Ein "Massenprodukt" wie Milch am Weltmarkt zu handeln hat Auswirkungen auf lokale Märkte: Bäuerliche Betriebe hier und im globalen Süden stehen untr großem Druck. Der weltweite Handel mit Tierfutter hat Auswirkungen auf Regenwald, bäuerliche Betriebe, Klima und schafft Abhängigkeiten.

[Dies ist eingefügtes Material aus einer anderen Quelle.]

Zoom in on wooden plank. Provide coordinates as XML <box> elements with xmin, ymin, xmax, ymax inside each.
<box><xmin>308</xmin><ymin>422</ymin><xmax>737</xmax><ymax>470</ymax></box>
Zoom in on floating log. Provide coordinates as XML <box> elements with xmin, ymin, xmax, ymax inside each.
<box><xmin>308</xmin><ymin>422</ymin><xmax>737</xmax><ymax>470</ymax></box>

Ein interessantes Diskussionspapier zur Wertschöpfungskette von Milch und Überlegungen zu einer solidarischen Regionalisierung.

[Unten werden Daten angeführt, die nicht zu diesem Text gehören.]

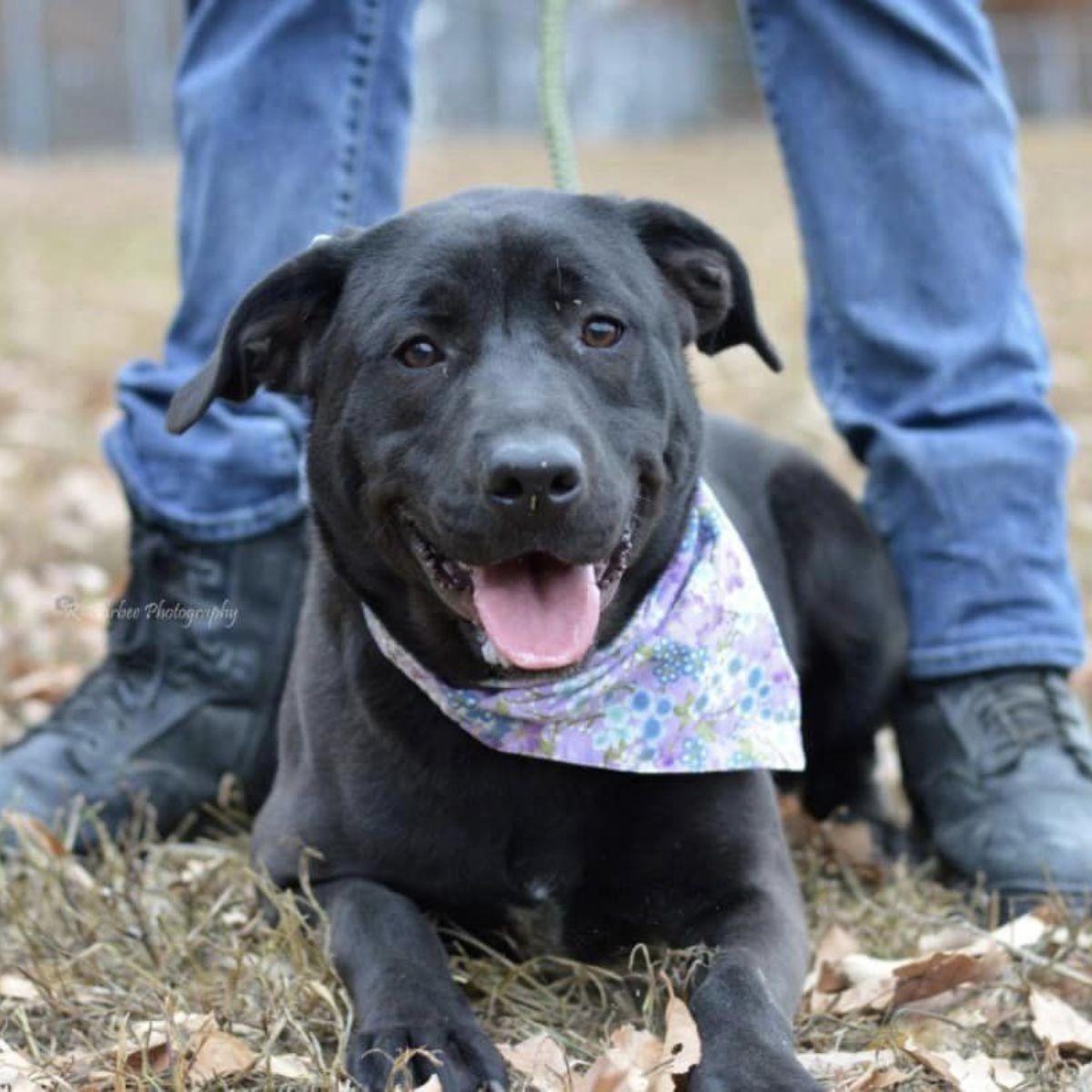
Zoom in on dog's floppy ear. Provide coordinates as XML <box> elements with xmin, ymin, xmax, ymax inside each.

Global, regional - alles egal? - ein Papier von Powershift, AbL, Naturfreunde, Forum Umwelt und Entwicklung, attac

Die-Wertschoepfungskette-von-Milch-und-Ueberlegungen-zu-einer-solidarischen-Regionalisierung-web-15122020.pdf (power-shift.de)

Die Rinderhaltung ist umso klimafreundlicher, wenn sie nachhaltig, mit Weidegang, Dauergrünland und Futterbauflächen (z.B. Luzerne und Kleegras) betrieben wird und der Kraftfutteraufwand in einem wiederkäuergerechten Verhältnis zum Grundfutter steht.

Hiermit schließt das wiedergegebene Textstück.